New gift from alumnus Earle Nestmann supports undergraduate research in science

Undergraduate students in the Faculty of Science will have more opportunities to participate in paid summer research positions thanks to a generous gift by alumnus Earle Nestmann.

Nestmann’s gift of $200,000, matched by the Faculty of Science for a total of $400,000, will create the Earle Nestmann Undergraduate Research Award (ENURA) program to support paid 16-week positions for students to work in York research labs over the summer term. Starting in 2023, ENURAs will support six students every summer, until the funds are fully expended.

Earle Nestman
Earle Nestmann

“We are incredibly grateful to Earle for his gift, an impactful investment in the future of our students,” said Rui Wang, dean of the Faculty of Science. “Providing more opportunities for our students to do hands-on research is critical because it gives them exposure to what research really involves, allows them to learn new skills and helps them make more informed choices about their career paths. Earle’s gift will change the lives of dozens of students.”

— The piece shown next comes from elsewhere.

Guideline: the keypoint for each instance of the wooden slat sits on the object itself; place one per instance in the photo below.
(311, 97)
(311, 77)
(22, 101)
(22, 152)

Together with his wife Berna, Nestmann has supported York science students and faculty for more than 15 years, including the Dean’s Undergraduate Research Awards and Science Exploration Camps for elementary and secondary students. The Earle Nestmann Scholarship was established in 2008 for master’s or doctoral students studying molecular biology or genetics. In 2021, Nestmann received a York University Alumni Award for his significant contribution to the advancement of York and its students through exceptional service, commitment and philanthropic contributions.

Nestmann has both a MSc and PhD in biology from York University. After his studies at York, he served in the Biology Department as assistant professor from 1974-77, and later as a member of the Board of Directors of the Alumni Association from 2006-14 and the Board of Governors from 2013-21.

He has published more than 100 articles in the scientific literature and was co-editor of the proceedings of an international conference on chemical mutagenesis and of a laboratory manual on recombinant DNA technology. He has served on several editorial boards for scientific journals and was president of the Genetics Society of Canada. He was a research scientist at Health Canada and pesticide regulatory manager for a multi-national company before becoming a principal of an international consulting firm. Nestmann continues to consult part-time as president of Health Science Consultants Inc., serving on international expert panels as well as writing reports, scientific opinions, and manuscripts for publication.